母が手にしたボストンバッグを見ると、胸が少し痛む。
何故ならあのバッグはフィリップと一緒に最初で最期の旅行に行った時に使っていたバッグだからだ。

「……」

思わずボストンバッグを見つめていると、母が怪訝そうな目を向けてきた。

「エルザ、どうかしたの?」

「う、ううん。何でも無いわ」

腕の中のルークはいつの間にか眠っていた。眠ったルークをしばらくそのまま抱いて、背中をさすっていると母が声を掛けてきた。

「エルザ、準備が終わったわよ」

「お母様、ありがとう」

「……」

母は何故か私と眠っているルークの様子を見つめていた。

「お母様、どうかしたの?」

「エルザ……やはり貴女だけがホテルに滞在するのは無理があるわよ。いくら何でもルークを連れて病室にはそうそう行けないでしょう?」

「それは……」

確かにお母様の言うことは尤もだ。セシルに付き添うとなれば、どのくらいの間病室に入ればいいのか、何時から何時までいるのかも決められていない。
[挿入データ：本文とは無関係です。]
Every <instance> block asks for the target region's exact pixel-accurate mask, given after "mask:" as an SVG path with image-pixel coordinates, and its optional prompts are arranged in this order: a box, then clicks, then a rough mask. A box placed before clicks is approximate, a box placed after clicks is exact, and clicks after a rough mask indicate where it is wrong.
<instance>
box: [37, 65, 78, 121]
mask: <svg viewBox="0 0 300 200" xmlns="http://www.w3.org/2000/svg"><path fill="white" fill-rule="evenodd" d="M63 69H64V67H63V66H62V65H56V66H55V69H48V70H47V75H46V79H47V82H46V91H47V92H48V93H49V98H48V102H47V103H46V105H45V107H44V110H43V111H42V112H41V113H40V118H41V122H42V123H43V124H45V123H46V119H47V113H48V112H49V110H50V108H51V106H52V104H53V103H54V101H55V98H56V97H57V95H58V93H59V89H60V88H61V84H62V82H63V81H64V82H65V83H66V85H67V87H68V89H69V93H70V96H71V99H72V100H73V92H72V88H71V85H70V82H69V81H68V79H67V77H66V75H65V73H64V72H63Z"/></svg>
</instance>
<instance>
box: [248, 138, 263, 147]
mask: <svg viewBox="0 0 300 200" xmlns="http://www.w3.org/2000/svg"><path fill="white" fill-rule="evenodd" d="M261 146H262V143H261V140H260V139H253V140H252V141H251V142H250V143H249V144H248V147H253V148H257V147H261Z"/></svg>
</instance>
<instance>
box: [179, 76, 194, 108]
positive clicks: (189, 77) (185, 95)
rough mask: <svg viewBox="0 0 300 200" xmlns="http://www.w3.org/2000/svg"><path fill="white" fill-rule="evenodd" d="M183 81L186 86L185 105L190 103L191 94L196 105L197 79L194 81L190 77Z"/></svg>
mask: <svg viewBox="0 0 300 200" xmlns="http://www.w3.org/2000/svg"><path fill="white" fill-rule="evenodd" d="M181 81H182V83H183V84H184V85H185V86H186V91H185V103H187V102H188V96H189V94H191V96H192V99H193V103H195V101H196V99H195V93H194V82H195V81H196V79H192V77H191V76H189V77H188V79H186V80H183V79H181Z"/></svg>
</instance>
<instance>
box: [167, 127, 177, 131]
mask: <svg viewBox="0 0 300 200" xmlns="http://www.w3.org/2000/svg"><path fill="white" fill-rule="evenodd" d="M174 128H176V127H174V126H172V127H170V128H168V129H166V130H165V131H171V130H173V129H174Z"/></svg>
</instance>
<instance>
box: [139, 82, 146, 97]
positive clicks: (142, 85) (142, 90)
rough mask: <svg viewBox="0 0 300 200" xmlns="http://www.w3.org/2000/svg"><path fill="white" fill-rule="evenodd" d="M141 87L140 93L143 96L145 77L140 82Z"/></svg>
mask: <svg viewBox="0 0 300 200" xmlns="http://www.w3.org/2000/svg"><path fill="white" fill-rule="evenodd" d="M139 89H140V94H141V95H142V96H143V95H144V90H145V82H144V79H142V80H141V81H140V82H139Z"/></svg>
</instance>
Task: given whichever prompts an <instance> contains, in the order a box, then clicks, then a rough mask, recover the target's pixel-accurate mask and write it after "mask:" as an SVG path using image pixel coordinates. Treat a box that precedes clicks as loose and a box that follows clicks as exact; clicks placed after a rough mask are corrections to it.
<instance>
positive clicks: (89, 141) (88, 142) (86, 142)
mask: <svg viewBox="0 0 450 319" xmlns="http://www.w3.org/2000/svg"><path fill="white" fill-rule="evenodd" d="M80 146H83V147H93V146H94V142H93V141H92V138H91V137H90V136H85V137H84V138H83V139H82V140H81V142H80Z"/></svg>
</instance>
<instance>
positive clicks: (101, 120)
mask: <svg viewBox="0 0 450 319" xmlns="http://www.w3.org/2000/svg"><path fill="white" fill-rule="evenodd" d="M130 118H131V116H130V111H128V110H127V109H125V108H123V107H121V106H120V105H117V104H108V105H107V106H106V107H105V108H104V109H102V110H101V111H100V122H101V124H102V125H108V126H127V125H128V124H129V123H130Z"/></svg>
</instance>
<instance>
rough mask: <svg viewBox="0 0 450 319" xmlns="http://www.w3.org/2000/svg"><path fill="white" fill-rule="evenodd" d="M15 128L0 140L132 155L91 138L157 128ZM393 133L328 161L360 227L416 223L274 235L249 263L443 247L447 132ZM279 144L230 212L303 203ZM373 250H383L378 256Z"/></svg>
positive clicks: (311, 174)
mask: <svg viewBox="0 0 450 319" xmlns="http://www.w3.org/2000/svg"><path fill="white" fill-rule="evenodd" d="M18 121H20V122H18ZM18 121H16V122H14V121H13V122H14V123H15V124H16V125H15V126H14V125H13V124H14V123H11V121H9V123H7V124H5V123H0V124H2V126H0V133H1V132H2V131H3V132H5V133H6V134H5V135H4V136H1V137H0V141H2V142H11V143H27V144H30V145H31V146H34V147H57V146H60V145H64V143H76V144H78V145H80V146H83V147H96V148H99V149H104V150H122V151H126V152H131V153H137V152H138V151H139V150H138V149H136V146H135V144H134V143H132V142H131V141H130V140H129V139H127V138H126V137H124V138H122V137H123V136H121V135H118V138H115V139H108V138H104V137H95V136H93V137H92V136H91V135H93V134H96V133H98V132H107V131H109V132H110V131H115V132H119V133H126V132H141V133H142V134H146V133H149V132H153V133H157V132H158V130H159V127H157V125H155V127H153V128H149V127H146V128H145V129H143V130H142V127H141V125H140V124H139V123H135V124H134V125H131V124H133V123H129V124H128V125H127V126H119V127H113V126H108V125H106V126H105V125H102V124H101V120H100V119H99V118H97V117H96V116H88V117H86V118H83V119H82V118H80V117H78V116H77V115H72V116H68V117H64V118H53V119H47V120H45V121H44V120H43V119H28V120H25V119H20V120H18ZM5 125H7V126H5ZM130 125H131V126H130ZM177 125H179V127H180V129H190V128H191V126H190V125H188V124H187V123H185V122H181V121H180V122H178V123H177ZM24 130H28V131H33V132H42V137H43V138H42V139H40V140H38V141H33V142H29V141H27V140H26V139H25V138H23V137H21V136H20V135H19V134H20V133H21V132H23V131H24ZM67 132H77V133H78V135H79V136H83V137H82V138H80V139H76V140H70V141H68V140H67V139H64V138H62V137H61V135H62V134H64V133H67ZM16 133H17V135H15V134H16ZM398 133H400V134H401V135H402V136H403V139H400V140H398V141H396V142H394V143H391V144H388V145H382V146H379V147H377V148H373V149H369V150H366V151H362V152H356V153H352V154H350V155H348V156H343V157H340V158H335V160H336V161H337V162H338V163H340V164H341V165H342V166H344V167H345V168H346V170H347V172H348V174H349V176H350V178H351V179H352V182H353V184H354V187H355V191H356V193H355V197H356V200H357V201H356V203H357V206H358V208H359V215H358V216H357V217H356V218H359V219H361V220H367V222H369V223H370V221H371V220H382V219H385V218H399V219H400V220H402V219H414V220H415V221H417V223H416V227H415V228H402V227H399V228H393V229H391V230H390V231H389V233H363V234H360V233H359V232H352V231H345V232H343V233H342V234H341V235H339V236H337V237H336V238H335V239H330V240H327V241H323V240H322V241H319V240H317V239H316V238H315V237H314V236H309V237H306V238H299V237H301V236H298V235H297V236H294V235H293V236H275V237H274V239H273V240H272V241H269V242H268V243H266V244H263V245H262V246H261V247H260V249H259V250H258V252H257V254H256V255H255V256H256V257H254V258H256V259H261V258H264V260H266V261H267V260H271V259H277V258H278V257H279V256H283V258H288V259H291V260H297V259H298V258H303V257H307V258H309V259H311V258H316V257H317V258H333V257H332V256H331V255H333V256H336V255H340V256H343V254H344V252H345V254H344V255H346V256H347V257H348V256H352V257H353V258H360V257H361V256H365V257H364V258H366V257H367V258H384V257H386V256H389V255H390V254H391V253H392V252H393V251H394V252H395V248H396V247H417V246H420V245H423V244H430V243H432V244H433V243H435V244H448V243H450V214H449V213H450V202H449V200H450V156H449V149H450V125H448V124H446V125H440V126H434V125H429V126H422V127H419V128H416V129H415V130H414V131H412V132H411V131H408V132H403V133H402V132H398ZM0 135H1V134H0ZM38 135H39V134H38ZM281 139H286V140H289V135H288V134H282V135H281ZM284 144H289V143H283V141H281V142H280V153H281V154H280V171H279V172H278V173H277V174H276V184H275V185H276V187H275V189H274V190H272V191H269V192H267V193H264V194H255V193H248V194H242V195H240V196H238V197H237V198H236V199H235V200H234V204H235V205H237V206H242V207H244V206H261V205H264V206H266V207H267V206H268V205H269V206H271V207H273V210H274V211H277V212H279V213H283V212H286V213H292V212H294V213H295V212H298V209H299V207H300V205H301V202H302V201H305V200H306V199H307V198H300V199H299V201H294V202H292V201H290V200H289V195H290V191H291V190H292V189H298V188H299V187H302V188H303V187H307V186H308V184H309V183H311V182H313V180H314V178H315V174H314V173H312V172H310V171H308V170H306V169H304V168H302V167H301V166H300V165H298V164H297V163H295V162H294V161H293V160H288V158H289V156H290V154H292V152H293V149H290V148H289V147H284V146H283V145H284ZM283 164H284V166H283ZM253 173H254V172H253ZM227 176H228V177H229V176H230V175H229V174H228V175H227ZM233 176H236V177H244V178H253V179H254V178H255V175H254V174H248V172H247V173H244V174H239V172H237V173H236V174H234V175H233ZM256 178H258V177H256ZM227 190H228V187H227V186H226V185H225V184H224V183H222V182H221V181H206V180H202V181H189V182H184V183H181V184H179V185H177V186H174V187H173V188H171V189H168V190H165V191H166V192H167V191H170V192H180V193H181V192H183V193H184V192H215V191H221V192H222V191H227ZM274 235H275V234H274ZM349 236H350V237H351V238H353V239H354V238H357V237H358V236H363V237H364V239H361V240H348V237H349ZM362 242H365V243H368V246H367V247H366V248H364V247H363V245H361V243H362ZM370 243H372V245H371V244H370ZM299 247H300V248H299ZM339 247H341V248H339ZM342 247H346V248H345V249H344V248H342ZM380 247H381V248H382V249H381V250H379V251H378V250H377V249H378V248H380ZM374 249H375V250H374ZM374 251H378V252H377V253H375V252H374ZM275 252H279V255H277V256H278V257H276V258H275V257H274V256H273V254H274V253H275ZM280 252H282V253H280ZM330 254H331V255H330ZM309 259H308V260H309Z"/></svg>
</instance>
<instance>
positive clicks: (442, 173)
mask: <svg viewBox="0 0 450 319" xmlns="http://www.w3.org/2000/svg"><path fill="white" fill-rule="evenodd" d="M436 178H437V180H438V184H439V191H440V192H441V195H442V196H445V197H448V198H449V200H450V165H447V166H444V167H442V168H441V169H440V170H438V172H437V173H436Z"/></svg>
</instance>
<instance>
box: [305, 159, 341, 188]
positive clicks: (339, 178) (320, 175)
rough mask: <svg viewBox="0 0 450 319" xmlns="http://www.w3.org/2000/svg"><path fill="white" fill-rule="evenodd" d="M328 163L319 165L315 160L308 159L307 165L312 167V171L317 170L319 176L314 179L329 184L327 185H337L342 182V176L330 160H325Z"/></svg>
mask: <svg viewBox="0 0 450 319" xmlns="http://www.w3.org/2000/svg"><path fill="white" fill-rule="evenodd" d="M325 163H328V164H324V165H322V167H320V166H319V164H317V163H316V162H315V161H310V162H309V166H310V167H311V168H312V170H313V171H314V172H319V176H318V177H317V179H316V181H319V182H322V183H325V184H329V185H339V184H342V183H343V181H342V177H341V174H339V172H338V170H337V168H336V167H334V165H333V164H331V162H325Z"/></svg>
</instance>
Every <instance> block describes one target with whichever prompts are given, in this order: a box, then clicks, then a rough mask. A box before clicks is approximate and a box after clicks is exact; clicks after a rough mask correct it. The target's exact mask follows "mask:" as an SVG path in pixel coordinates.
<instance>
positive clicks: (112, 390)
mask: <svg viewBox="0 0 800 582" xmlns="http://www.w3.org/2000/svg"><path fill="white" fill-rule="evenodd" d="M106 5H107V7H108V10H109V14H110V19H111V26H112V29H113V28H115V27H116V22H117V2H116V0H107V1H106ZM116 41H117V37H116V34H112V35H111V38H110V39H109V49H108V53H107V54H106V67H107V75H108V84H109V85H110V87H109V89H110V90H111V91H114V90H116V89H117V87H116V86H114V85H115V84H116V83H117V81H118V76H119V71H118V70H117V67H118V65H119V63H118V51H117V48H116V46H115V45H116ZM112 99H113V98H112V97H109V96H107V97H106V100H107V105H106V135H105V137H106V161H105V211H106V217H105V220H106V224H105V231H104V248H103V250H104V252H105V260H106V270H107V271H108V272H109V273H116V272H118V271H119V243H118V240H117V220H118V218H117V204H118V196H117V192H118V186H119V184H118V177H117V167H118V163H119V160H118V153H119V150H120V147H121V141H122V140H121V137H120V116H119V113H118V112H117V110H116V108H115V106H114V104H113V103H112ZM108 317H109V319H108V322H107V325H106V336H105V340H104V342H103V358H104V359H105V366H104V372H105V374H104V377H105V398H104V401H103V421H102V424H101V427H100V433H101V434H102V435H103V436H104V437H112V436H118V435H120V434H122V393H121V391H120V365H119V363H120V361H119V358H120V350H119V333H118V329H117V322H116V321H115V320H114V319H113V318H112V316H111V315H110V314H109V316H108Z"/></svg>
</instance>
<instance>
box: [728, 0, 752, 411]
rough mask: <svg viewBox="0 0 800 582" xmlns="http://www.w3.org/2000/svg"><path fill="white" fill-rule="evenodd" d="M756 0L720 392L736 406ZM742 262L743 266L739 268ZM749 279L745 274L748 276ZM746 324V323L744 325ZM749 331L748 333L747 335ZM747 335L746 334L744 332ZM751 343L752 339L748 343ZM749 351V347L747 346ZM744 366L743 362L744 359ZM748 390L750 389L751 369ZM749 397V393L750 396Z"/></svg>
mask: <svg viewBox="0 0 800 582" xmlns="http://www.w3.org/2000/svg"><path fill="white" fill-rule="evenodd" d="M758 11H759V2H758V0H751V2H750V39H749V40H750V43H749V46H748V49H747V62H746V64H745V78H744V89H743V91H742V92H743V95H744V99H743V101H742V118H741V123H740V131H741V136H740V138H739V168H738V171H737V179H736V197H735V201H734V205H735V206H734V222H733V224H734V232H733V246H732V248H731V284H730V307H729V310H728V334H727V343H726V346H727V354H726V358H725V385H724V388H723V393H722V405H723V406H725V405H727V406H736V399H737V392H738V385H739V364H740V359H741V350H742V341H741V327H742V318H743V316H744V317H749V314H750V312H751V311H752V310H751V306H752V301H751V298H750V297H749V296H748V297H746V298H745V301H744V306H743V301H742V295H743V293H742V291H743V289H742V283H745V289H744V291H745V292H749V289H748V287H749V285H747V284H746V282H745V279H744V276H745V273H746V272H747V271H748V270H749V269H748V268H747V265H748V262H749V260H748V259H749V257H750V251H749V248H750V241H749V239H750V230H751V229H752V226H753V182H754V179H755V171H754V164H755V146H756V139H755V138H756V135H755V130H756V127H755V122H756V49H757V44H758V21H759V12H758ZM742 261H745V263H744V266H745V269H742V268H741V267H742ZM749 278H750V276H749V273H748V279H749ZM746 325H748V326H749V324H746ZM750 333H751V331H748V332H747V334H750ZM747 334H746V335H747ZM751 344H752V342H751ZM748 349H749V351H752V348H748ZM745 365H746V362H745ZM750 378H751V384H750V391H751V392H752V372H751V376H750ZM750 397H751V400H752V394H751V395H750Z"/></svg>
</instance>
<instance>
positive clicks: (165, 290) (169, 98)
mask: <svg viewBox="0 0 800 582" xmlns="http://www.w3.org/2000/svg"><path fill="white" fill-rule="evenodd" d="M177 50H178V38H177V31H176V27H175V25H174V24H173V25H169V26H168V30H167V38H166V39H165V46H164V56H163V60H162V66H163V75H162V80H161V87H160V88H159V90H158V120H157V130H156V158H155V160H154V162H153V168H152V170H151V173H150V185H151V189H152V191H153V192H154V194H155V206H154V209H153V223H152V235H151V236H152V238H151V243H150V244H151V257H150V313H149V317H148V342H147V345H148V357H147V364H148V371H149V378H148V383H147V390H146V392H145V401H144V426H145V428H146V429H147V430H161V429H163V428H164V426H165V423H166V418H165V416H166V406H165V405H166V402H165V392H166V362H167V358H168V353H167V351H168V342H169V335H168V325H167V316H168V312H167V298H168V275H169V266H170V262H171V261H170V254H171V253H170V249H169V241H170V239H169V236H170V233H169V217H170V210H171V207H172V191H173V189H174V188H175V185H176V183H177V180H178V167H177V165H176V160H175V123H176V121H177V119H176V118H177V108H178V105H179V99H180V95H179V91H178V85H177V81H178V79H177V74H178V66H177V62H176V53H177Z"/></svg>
「でも、いいの?お母様……。お父様を1人屋敷に残しておくなんて」

「いいのよ。それに1人ではないでしょう?屋敷には住み込みの家政婦さん達がいるわけだし」

「確かにそうだけど……」

「貴女がセシルのことを心配する気持ちは分かるけれど、私はエルザのことが心配なのよ。貴女は私の大切な娘なのだから」

「お母様……ありがとうございます。なら、早速お母様も準備を…」

すると母は笑った。

「それなら大丈夫よ。もう既に準備は終わっているから」

「え?」

「アンバー夫人から貴女がセシルに付き添う話を提示されたときから、ついていこうと考えていたのよ。だから私も準備は終わっているのよ?」

「お母様…」

「さて、それではルークのおむつ交換を終えたら、行きましょうか?」

「はい」


そして母と2人でルークのおむつ交換を終えると家政婦さん達に留守を頼み、再び私と母は馬車に揺られてセシルの待つ病院へと向かった――。